Lindsey has always believed the right words can make anyone care about anything.

Lindsey has a simple conviction about her craft: good writing isn’t industry-specific. If something is written well, people will want to read it, and it doesn’t matter what the subject is. That is what’s driven most of her career decisions, and what’s made copywriting feel less like a job and more like a calling. Words either work or they don’t. She’s spent her career making sure they do.

Before FieldWrk, she spent five years as the in-house copywriter for an organic clothing company, writing across every channel imaginable. Web, social, email, campaigns, product descriptions, if it needed words, it landed on her desk. That kind of range builds a certain confidence. You stop being tentative about subject matter and start caring about the thing that actually matters: whether the writing connects.

That’s exactly what brought her to FieldWrk, where the client roster spans everything from aggregate producers to demolition contractors. Her days are spent writing and rewriting web copy, social content, scripts, project pages, and everything in between. She shows up genuinely excited about every project, collaborates easily with the team, and connects warmly with clients.
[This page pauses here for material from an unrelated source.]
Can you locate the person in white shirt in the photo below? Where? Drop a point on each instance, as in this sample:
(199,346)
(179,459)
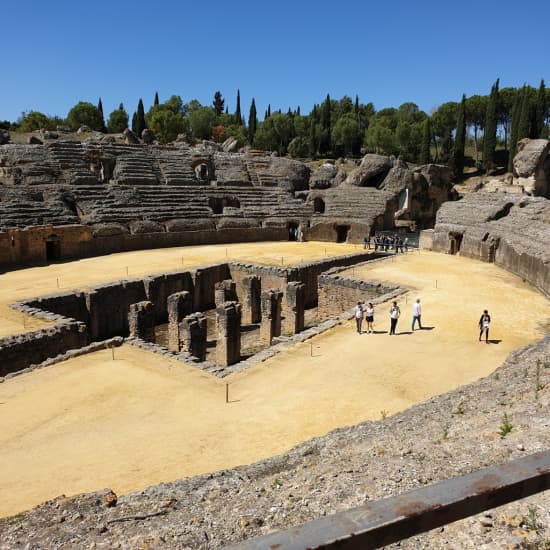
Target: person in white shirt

Lindsey is a firm believer in the Oxford comma and will defend it at length. She also believes life is too short to finish a book you don’t like, which may be the most practical philosophy on this entire team.

Lindsey calls Fort Collins, CO, home — the best city in the world, she’ll tell you. When she’s not writing, she’s running easy races, skiing powder, camping in her Westfalia, or biking to breweries with her husband. She also, at any given moment, has a deck of cards on her, just in case the moment calls for a card game. Or a magic trick.

“Good copywriting isn't picky. Whether you're talking about underwear or underground utilities, if something is written well, people will want to read it.”